U.S. container imports are expected to peak in August at a little over 2 million TEUs before slowly backing off, according to the National Retail Federation‘s Global Port Tracker report. This comes as retailers are closely watching labor disputes that could cause supply chain disruptions.

In May, U.S. ports saw an 8.5% increase in container imports from April, but a 19.3% decrease from the previous year, with 1.93 million TEUs handled.

The Global Port Tracker report projects June imports to be 1.86 million TEU, down 17.5% YoY and 3.6% from May. The first half of 2023 is expected to reach 10.6 million TEUs, down 22% from the same period in 2022. July is forecast at 1.94 million TEUs, down 11% year over year.

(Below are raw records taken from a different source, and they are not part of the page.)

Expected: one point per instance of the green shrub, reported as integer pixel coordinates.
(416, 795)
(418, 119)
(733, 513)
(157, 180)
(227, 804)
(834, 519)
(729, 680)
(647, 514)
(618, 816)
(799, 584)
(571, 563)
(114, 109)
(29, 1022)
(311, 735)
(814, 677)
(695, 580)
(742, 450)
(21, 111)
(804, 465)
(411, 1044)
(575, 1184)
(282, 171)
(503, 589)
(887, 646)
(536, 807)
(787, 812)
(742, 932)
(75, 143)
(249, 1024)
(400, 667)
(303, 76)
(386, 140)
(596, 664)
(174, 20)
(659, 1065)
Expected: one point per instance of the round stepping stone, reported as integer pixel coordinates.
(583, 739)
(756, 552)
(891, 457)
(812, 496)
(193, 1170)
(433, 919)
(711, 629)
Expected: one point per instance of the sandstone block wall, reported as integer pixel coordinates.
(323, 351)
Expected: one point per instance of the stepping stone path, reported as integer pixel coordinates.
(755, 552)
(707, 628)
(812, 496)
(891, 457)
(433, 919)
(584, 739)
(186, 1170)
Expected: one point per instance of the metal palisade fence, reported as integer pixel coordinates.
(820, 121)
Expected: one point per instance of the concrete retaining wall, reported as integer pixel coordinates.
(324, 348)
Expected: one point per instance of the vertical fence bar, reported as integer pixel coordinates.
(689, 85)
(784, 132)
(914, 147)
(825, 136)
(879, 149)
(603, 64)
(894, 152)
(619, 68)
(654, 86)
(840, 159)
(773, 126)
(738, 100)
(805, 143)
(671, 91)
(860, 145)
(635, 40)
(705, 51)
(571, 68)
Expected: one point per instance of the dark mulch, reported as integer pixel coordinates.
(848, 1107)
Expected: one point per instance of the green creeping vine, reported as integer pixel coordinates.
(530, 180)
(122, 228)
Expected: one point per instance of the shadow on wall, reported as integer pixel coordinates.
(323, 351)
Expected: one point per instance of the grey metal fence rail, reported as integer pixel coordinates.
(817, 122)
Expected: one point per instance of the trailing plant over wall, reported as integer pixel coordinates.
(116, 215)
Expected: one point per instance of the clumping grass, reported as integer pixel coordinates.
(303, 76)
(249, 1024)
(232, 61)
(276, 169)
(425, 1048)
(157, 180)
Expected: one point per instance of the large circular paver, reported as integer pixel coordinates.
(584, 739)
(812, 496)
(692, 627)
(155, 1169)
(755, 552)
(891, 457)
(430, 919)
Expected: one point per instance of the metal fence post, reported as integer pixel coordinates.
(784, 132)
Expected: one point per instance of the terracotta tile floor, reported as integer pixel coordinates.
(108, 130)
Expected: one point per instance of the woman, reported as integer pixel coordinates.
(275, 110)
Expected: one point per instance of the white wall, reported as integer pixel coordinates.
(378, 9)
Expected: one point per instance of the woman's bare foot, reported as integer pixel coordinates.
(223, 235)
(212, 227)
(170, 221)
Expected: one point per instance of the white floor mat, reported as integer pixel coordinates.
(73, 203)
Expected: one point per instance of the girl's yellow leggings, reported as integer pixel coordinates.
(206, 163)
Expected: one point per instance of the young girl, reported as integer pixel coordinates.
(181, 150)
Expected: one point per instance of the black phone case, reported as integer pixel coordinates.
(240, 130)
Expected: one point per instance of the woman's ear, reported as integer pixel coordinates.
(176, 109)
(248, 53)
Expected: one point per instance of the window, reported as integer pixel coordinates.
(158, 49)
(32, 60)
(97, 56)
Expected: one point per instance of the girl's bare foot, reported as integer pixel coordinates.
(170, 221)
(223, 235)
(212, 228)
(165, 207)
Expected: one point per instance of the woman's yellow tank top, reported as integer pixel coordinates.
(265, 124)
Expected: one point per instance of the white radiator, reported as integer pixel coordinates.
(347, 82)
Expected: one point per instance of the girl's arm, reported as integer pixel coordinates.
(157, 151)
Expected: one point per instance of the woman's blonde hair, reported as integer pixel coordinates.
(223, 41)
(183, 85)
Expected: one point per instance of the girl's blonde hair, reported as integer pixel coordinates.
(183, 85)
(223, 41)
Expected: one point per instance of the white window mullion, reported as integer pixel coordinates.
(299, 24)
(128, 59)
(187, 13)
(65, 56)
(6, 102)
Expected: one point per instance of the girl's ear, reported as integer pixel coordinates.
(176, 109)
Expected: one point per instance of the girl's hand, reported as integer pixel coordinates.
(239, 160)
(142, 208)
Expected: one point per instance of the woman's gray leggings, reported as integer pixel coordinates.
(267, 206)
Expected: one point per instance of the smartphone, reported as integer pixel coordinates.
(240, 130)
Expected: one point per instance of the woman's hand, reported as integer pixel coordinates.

The NRF sees U.S. import cargo volume peaking in August at 2.03 million TEUs, which would would make it the highest monthly volume since last October, but down 10.1% YoY.

September is forecast at 1.96 million TEU, down 3.4%; October at 1.97 million TEU, down 1.8%, and November at 1.88 million TEU, up 5.9% for the first YoY increase since June 2022.

“These numbers together point toward another quarter of economic growth, which should confirm that the prospect of a recession is looking less likely,” said Ben Hackett, founder of Hackett Associates, which produces the Global Port Tracker for the NRF. According to Hackett, first-quarter GDP growth was revised upward to 2%, consumer demand is stable, and consumers continue to spend while retailers and wholesalers reduce their inventories.

While the NRF has yet to issue its full year forecast, Q3 imports are expected to total 5.9 million TEUs, an 8.3% decrease from last year, and the first nine months of the year will total 16.5 million TEUs, a 17.6% decrease YoY.

In 2022, imports totaled 25.5 million TEUs, a 1.2% decrease from the record of 25.8 million TEUs set in 2021.

Meanwhile, retailers are closely watching labor disputes at ports in western Canada and a potential Teamsters strike against United Parcel Service that could cause supply chain disruptions, the NRF said.

“We were relieved that labor and management at West Coast ports reached a tentative agreement last month but that doesn’t mean supply chain disruptions are over,” NRF Vice President for Supply Chain and Customs Policy Jonathan Gold said. “The port strike affecting Vancouver and Prince Rupert shouldn’t have a major impact here but could affect some U.S. retailers whose merchandise comes in through Canada and could have a potential ripple effect at other ports.”

The NRF notes that Canada’s Vancouver and Prince Rupert handled over 185,000 TEU in May, accounting for approximately 9% of combined U.S.-Canadian container imports at ports covered by the NRF’s full Global Port Tracker report.

“Meanwhile, the ability to move goods from U.S. ports to stores could be impacted if UPS and the Teamsters don’t resolve their differences before their contract expires at the end of the month. We urge all parties in both negotiations to get back to the table and continue efforts to reach a final deal without engaging in disruptive activity. Seamless supply chains are critical for retailers as we head into the peak shipping season for the winter holidays,” said Gold.